Around 125 buyout/buy-in transactions were completed in 2009, ranging from the largest, at £1.9bn, between RSA Insurance and Rothesay Life - owned by Goldman Sachs - to the smallest involving a premium of less than £100,000. In addition to the RSA deal, around a further £4bn of pension assets transferred to the insurance sector in 2009.
Mercer believes that interest in insurance-based products for managing pensions risk is likely to increase in 2010, fuelled by significant interest from many companies in seeking to divest themselves of their legacy pension obligations.
According to Ellis, "The relative pricing between buyout and accounting costs may seem high but this is the price of the 'trade off' to remove the pension risks and is increasingly seen as an acceptable cost to eliminate pensions risks."

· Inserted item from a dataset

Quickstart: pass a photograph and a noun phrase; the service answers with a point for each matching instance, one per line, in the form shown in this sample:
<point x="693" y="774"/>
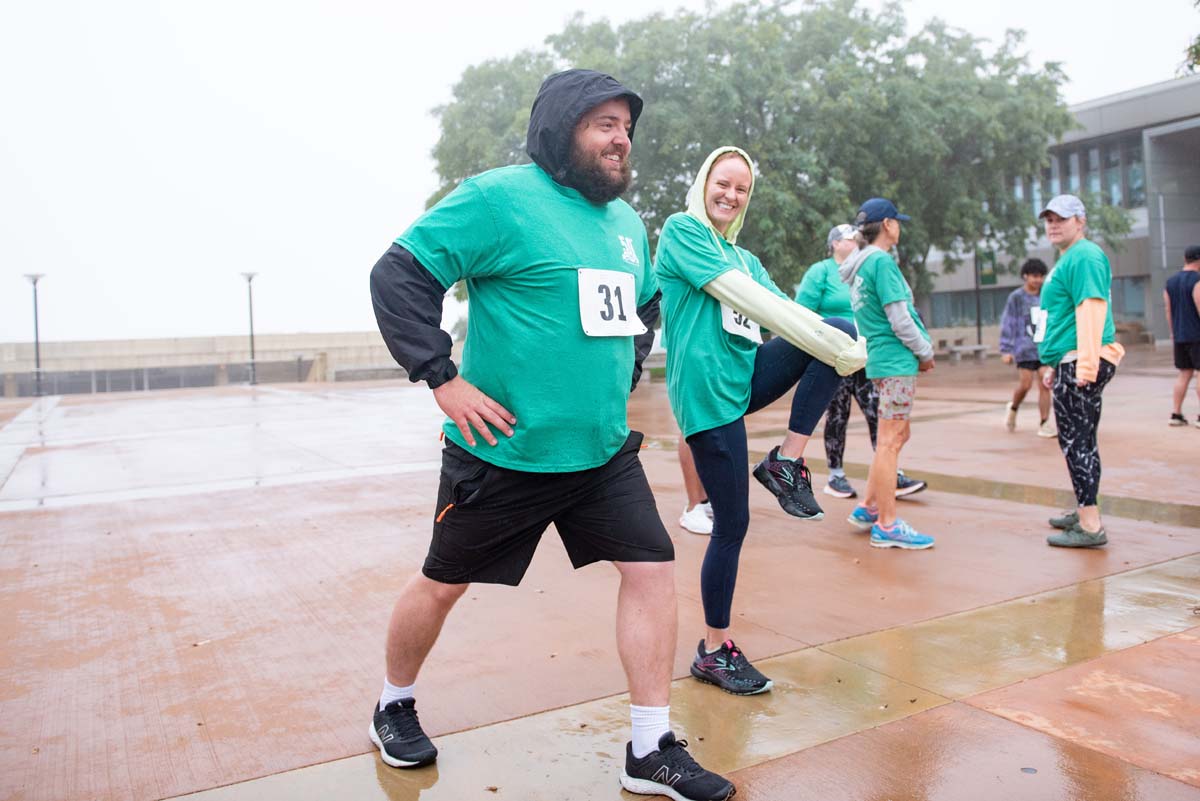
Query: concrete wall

The Mercer index allows companies to track a representative buy-out/buy-in cost for removing or managing defined benefit pension obligations. Published monthly, it tracks the development over time of the gap between the gross liability, before allowing for plan assets, in a company's accounts (assessed under common accounting standards) and the total price of a buy-out or buy-in. The value of existing plan assets will affect the level of additional cash needed to meet the overall cost of a buyout or buy-in. The index is based on a representative pension plan with pensioner and non-pensioner members.